Je recycle mon discours alors qu’un homme émerge du fond du local, dans un couloir aménagé contre le bureau. Le regard de déférence et l’effacement du premier suggèrent que l’autre est son patron. Gros, de pieds en cap, un mouchoir à la main gauche dont il se sert pour éponger son front suintant. Un léger mouvement de balancier agite ses cheveux gras, mi-court mi-long selon l’endroit, lorsqu’il marche. Il vient à ma rencontre et remarque le cigarillo éteint, à moitié consumé, coincé entre deux doigts de sa main droite. Il s’empresse de le recaler entre ses dents, découvrant une montre de marque. Suit un sourire jauni qui, assorti à sa chemise, relève le noir du costume-cravate en vigueur dans la profession. Osmond, croque-mort de père en fils, et vu son tour de taille, il a bon appétit. Je résume à l’essentiel jusqu’au sujet qui les concerne. Il me jauge. Son sourcil gauche, vaguement rehaussé au détriment de son œil droit, traduit sa concentration. Cinq longues secondes de silence s’abattent une à une, puis il se retourne sans grâce, tape dans le dos de son subordonné, lui enjoignant de m’aider dans la mesure de ses capacités. Sur quoi, il s’éclipse entre les rideaux noirs qui cloisonnent l’arrière-boutique.

Second rictus, moins appuyé, le préposé consulte son écran. Ils ont chargé quantité de commandes ce jour-là, avec la chaleur, les chalands s’entassent, âgés pour la plupart. J’acquiesce, en quelques mois les pics de température exceptionnelle se sont accumulés. Il se redresse, aucun résultat sur le nom du défunt, ce qui en soit n’est pas anormal car il note surtout le nom de ceux qui payent. Mes chances de lui soutirer des informations sont au plus bas. Au bluff, je glisse « Bells » et il le trouve ! Une crémation, version premium avec ruban. Pas d’autre accompagnant dans son registre, le monsieur sera reparti avec l’urne sous le bras. La date concorde avec le dépôt des papiers chez le notaire. Des observations complémentaires ? Une description ? Non, trop d’allées et venues, impossible de se rappeler. La clochette de la porte introduit un couple de clients potentiels. Un bref haussement d’épaules me signifie que notre entretien se termine. Je le remercie, cède ma place et sors.

Le départ

Code un, code deux, ascenseur, j’ouvre la porte, franchis le seuil et dépose mon paquet, avec mon portable, sur le buffet. J’allume le ventilateur d’appoint, et relance le vinyle déjà posé sur la platine pour en couvrir le bruit. Le salon se rafraîchit lentement. Les volets sont fermés. Je m’accorde une pause sur le canapé, dans le sens de la longueur, les mains sur la nuque et les talons sur l’accoudoir. Dans l’interstice du battement de mes cils, je fixe les fines raies de lumières qui hachurent le plafond. Effet de la réverbération sur le rebord de la fenêtre, filtrée par les volets, elles ondulent, souples et légères, sous l’action de la brise dans les rideaux. Les paupières closes, ces silhouettes lumineuses s’estompent. Les liens qui m’unissent au réel se relâchent, un à un, mes sens m’abandonnent.

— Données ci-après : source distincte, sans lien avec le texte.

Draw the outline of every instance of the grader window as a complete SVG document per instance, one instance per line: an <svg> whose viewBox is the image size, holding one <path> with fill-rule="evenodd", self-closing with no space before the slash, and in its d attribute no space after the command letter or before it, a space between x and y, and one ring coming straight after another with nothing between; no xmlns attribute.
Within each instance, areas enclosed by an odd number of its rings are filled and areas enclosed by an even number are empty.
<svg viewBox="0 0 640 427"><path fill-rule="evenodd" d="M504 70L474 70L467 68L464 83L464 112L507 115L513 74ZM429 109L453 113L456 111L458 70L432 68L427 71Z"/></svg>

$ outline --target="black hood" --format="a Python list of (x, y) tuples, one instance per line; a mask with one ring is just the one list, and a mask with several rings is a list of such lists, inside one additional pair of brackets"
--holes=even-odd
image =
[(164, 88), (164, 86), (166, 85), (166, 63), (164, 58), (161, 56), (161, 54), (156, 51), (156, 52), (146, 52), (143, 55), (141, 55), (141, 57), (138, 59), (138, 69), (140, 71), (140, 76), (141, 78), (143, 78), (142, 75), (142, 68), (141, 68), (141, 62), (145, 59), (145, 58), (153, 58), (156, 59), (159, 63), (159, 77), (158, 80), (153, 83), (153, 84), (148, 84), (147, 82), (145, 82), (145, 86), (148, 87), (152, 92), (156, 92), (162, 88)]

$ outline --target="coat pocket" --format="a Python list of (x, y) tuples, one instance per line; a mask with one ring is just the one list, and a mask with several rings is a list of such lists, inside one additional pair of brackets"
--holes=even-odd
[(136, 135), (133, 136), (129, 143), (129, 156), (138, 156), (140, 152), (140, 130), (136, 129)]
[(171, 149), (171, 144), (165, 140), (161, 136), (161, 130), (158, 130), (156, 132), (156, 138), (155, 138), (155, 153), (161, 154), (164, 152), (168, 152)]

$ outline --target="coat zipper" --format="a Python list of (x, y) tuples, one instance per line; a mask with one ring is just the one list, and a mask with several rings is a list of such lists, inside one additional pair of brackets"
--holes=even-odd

Hors du monde quand lui poursuit sa course, inflexible, je m’éveille d’un bond.

20 h 07. La tête de lecture bute sur la fin du disque et repart pour un tour dans une boucle infinie. Je me lève pour changer de face et attrape mon téléphone. Aucun appel, pas de message. Encore sous le contrecoup de cette sieste impromptue, je décide de me dégourdir sous une douche froide. Le déroulement de la journée me revient, mon programme également. Je me charge du nécessaire pour tenir deux jours, repère deux tomates dans le réfrigérateur et faillis m’asperger de pulpe à la première bouchée. Un peu de sel et je savoure les suivantes au-dessus de l’évier. Un rapide contrôle, mon sac, mes clés, les papiers, et je cours chercher la voiture.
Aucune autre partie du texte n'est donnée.